Tanrının iyi veya kötü olması neden bu kadar gerekli ? İyi ve kötü kurallarını insan hangi şartlara bağlı olarak karar veriyor ? Sosyoloji bu kuralları oluşturuyorsa farklı toplum sosyolojilerinin oluşturduğu kuralların doğruluğu tartışılır mı? Özgür irade ne kadar özgür ? Seçimleri yaparken ahlaki veya toplumsal kurallar mi geçerli? Bu kuralların geçerliliği içinde bulunduğun toplumun varlığı ile mı var? Nesnel ahlak kuralları tanrısal değilse nesnel ahlak kuralindan bahsedilebilir mı? Tanrı herşeye gücü yetiyorsa onu iyi veya kötü diye tanımlamanin şartı insanın aklı ile sınırlanabilir mı? İyi veya kötünun var olması tanrının iyi veya kötü olmasından mı kaynaklanir ? Cevaplayabilecek birisi var mı?
Tufan beyin samimiyeti ve dogalligi beni cok etkiledi. Hayattaki en buyuk hakikat iman oldugu icin ona rabbimden en masum yavrular hurmetine hakiki hidayet ve anlam dilerim.
Bence cennet ve cehennemin nasıl bir şey olduğunu az cok kestirmek icin bu dünya guzel bir örnek .bu da Allah'ın azamatini ve nasıl yarattaığını daha guzel gosterir.

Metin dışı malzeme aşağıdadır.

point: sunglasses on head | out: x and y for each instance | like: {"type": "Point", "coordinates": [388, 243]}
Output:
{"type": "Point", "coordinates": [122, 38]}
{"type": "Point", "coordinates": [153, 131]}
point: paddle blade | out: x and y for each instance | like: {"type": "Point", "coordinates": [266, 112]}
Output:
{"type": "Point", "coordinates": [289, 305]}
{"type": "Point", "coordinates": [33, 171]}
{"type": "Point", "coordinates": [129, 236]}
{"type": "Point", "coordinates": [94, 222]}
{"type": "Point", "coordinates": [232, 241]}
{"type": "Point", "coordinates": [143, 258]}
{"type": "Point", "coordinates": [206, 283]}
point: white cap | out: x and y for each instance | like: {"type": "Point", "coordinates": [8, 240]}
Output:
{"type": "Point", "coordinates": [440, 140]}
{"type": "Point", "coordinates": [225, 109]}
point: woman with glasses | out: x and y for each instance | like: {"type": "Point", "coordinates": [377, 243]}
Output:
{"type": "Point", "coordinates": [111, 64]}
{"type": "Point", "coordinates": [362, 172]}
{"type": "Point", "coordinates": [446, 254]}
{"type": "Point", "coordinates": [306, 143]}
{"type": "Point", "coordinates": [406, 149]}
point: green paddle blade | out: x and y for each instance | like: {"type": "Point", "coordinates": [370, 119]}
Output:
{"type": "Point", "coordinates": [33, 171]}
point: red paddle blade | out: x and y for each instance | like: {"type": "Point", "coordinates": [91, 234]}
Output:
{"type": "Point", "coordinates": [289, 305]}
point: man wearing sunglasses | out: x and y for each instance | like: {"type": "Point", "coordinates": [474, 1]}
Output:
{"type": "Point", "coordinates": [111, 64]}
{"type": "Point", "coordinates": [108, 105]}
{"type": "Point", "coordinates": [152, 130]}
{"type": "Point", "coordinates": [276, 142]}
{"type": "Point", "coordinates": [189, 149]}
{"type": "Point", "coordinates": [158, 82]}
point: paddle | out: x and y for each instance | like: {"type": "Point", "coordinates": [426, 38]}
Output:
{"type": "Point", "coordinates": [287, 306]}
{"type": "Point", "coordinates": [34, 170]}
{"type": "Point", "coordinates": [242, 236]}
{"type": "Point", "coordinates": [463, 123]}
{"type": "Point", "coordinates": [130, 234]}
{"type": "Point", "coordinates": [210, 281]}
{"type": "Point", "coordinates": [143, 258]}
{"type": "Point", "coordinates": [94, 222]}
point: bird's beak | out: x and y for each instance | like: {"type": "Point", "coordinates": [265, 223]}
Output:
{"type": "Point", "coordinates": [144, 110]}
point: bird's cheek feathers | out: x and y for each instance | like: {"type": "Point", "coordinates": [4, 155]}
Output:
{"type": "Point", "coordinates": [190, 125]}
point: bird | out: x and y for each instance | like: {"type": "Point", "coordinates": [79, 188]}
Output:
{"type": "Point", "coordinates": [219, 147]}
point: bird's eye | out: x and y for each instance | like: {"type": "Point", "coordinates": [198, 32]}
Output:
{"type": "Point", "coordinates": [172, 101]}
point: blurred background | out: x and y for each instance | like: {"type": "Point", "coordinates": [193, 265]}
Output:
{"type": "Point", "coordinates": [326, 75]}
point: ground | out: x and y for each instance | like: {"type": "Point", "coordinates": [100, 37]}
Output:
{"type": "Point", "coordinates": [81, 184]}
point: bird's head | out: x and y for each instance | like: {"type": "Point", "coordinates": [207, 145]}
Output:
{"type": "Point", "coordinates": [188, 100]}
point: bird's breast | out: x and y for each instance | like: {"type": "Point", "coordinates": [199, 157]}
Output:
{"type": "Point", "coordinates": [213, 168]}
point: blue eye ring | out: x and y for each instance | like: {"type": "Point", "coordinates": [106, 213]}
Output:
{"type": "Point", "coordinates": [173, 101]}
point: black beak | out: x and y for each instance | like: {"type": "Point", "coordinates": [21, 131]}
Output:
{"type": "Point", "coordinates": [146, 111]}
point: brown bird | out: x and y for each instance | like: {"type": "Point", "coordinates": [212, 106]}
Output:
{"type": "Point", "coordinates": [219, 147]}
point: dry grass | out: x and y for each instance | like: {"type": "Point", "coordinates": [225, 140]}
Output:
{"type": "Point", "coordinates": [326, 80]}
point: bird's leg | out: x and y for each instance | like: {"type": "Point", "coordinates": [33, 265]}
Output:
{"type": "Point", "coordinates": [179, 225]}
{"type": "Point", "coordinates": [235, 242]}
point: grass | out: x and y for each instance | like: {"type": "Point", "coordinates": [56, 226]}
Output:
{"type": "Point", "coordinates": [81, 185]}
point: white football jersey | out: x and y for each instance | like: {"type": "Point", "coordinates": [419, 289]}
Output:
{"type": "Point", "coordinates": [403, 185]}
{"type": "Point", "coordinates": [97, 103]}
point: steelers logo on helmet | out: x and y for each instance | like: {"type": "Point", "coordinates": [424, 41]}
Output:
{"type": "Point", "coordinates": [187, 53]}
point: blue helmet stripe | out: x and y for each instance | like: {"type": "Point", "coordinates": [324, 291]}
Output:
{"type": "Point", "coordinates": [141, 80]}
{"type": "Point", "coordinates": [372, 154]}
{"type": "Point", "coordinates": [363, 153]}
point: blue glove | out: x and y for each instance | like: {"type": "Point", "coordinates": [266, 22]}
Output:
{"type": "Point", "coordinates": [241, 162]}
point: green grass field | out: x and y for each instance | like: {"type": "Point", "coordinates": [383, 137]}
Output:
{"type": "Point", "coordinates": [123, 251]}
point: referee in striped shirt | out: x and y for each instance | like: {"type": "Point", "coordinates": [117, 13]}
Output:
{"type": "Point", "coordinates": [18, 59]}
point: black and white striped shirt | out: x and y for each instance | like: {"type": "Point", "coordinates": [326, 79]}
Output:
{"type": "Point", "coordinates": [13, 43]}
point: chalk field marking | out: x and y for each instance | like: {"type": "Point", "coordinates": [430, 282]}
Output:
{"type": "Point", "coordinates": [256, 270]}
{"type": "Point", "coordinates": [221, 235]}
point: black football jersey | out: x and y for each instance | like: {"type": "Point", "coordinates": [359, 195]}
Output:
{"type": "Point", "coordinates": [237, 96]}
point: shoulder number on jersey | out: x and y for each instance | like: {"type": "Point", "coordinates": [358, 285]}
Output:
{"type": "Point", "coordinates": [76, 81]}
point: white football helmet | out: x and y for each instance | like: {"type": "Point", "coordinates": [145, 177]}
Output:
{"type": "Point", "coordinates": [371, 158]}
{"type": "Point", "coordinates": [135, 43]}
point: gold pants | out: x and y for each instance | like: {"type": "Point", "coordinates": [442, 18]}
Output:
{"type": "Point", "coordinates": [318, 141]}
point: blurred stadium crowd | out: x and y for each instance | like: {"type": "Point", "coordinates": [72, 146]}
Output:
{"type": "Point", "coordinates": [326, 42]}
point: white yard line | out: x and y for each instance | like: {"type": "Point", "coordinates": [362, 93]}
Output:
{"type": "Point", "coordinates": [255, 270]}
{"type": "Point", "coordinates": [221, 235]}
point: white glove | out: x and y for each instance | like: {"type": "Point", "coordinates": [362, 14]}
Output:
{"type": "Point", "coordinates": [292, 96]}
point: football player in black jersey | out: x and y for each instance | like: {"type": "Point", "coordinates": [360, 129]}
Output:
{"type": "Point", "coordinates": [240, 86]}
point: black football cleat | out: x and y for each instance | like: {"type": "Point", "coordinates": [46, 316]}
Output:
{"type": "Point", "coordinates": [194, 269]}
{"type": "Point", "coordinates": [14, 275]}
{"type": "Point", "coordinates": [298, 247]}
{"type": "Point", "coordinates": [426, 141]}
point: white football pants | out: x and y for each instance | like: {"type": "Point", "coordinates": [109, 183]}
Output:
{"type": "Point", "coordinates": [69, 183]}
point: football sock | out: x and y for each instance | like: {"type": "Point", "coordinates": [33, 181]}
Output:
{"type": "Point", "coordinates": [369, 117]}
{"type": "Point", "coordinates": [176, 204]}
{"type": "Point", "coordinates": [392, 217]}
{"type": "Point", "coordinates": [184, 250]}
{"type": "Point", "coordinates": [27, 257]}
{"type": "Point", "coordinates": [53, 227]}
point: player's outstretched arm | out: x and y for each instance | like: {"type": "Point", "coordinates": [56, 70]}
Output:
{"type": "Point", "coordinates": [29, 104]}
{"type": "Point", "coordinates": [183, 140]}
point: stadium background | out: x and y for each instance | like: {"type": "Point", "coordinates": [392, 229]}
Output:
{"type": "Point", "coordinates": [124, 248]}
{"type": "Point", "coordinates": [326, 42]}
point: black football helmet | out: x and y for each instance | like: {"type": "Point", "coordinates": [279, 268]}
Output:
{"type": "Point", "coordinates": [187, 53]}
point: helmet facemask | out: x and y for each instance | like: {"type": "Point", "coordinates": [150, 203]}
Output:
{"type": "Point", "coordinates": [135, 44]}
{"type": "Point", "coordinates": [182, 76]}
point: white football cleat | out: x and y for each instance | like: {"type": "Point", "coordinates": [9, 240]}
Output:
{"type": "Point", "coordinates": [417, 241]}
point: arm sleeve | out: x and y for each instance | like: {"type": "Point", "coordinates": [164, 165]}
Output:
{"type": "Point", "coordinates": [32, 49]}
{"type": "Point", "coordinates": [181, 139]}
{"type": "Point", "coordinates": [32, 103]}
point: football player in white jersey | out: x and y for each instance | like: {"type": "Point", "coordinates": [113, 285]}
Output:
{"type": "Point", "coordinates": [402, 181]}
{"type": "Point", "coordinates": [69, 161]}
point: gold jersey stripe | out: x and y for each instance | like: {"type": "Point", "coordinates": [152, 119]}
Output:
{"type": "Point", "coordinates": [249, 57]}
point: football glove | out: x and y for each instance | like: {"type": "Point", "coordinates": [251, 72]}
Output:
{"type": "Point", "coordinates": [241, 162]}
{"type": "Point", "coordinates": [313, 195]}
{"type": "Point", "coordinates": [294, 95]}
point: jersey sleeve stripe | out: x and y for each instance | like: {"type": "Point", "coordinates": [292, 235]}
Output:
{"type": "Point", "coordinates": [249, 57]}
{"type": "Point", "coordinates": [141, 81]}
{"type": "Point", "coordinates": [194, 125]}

Senin o çalışan beynini seveyim Taner, senin o gerçeği arama tutkunu seveyim Taner. Senin o anlayışlı olmanı seveyim TANER KARDEŞ özlemişim inançlara saldırmadan konuşulan mevzuları usta yalan mı söyleyelim. Tufan kraldan da bahsetmiyoruz zaten eyvah tufan eyvaah😅 adamsınız Altay abim zaten marka 😂
Aişe annemizi diline dolamadan da din üzerinden tartışma yapılır hem de nasıl seviyeli efendice yapılırın örneği . .. Tufan hoca nın umarım vardır deyişinden çok etkilendim. Rabbim tekrar nasip etsin ona da.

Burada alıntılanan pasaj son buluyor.